# Tutorial 22: Dictionaries

## PHYS 2600

## T22.1 - Basic use of dictionaries

Let's start by getting some practice using dictionaries and seeing some of their commonly-used methods.

### Part A

__Create a dictionary called `vowel_index`__ that maps the vowels `['a','e','i','o','u']` to their index numbers in the English alphabet (so if we take `a` to correspond to `0`, then we have

| letter | index |
|--------|-------|
| a | 0 |
| e | 4 |
| i | 8 |
| o | 14 |
| u | 20 |





In [1]:
vowel_index = {
    "a": 0,
    "e": 4,
    "i": 8,
    "o": 14,
    "u": 20,
}

As we saw on the cryptography homework, the `ord()` function gives the ASCII index of a character, in which the letters are numbered starting at 97 instead of 0.  __Using `vowel_index`, what is the ASCII index of `'u'`?__  (Once you have an answer, check it with by calling `ord('u')`.)

In [2]:
print(vowel_index["u"] + 97)
print(ord("u"))

117
117


The letter `'y'` (index: 24) _sometimes_ acts like a vowel, so let's add it to our dictionary.  __Add `'y'` as a key with value 24 to `vowel_index`__.  Then print out `vowel_index` to see that your code worked.

In [3]:
vowel_index["y"] = 24
vowel_index

{'a': 0, 'e': 4, 'i': 8, 'o': 14, 'u': 20, 'y': 24}

### Part B

Any dictionary naturally divides into two sets: the __keys__ (what the index names are), and the __values__ (what objects the index names point to.)  We can access these sets directly with the methods of the same name - __run the cell below__ to see them work.

In [4]:
print(vowel_index.keys())
print(vowel_index.values())

dict_keys(['a', 'e', 'i', 'o', 'u', 'y'])
dict_values([0, 4, 8, 14, 20, 24])


Note that although these return special dictionary-associated types, we can treat both keys and values like lists.  In particular, we can _iterate_ over them using a `for` loop.  Some practice:

* Use a `for` loop and string concatenation (the `+` operator) to __build a string of all the vowels (and y)__ from the keys of `vowel_index`.
* Use another `for` loop to __calculate the sum of all of the _values_ of `vowel_index`__, i.e. the sum of all vowel letter indices.  (You should get 70.)

In [5]:
s = ""
for v in vowel_index.keys():
    s += v

print(s)

total = 0
for i in vowel_index.values():
    total += i

print(total)

aeiouy
70


__Important note:__  Remember that _order of the keys/values in a dict is not guaranteed!_  In Python, the current implementation of dictionary _happens_ to give keys back in the order they were added to the dict, which results in an alphabetical order.  In the cell below, notice what happens if the keys are entered in a different order.

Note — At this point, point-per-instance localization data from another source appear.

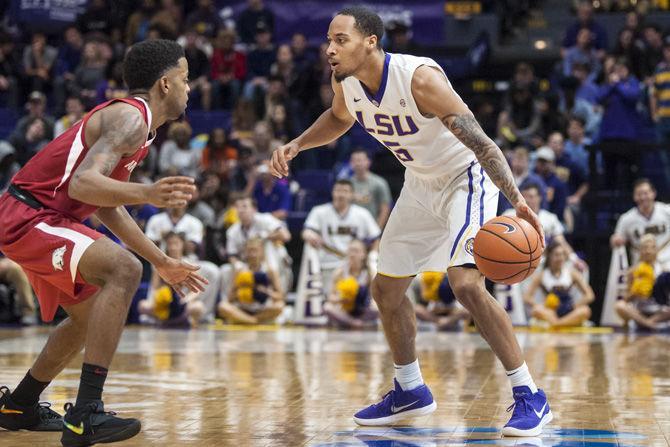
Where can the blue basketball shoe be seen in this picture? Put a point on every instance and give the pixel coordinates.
(531, 413)
(398, 405)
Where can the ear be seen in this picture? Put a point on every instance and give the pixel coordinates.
(164, 84)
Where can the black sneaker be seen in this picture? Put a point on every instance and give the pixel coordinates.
(90, 424)
(38, 417)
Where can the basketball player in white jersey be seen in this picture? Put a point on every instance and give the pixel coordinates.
(453, 174)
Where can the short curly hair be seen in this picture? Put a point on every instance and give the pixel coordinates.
(367, 22)
(147, 61)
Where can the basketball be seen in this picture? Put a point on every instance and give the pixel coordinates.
(507, 249)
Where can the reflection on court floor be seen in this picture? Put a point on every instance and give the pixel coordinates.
(300, 387)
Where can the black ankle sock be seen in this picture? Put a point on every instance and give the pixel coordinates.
(28, 392)
(91, 384)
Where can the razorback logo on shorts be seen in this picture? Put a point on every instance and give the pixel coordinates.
(57, 258)
(469, 246)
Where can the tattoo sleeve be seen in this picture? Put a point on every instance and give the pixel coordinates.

__Never rely on the order of keys or values in a dictionary - it's meant to be unordered!__  Use a list-sorting function (like `sorted()`) if you need them in a certain order.

In [6]:
vowel_index_2 = {
    "i": 8,
    "a": 0,
    "o": 14,
    "e": 4,
    "u": 20,
}

for v in vowel_index_2.keys():
    print(v)

for v in sorted(vowel_index_2.keys()):
    print("Sorted: ", v)

i
a
o
e
u
Sorted:  a
Sorted:  e
Sorted:  i
Sorted:  o
Sorted:  u


### Part C

There's a third list which is natural to construct from a dictionary: a list of __key-value pairs__.  To get them, we use the `.items()` method.

Start by __running the cell below__ to see what you get when iterating over `vowel_index.items()`.  Then modify the code to unpack the keys and values separately, and __use `print` to reproduce the block of text__ in the next cell below.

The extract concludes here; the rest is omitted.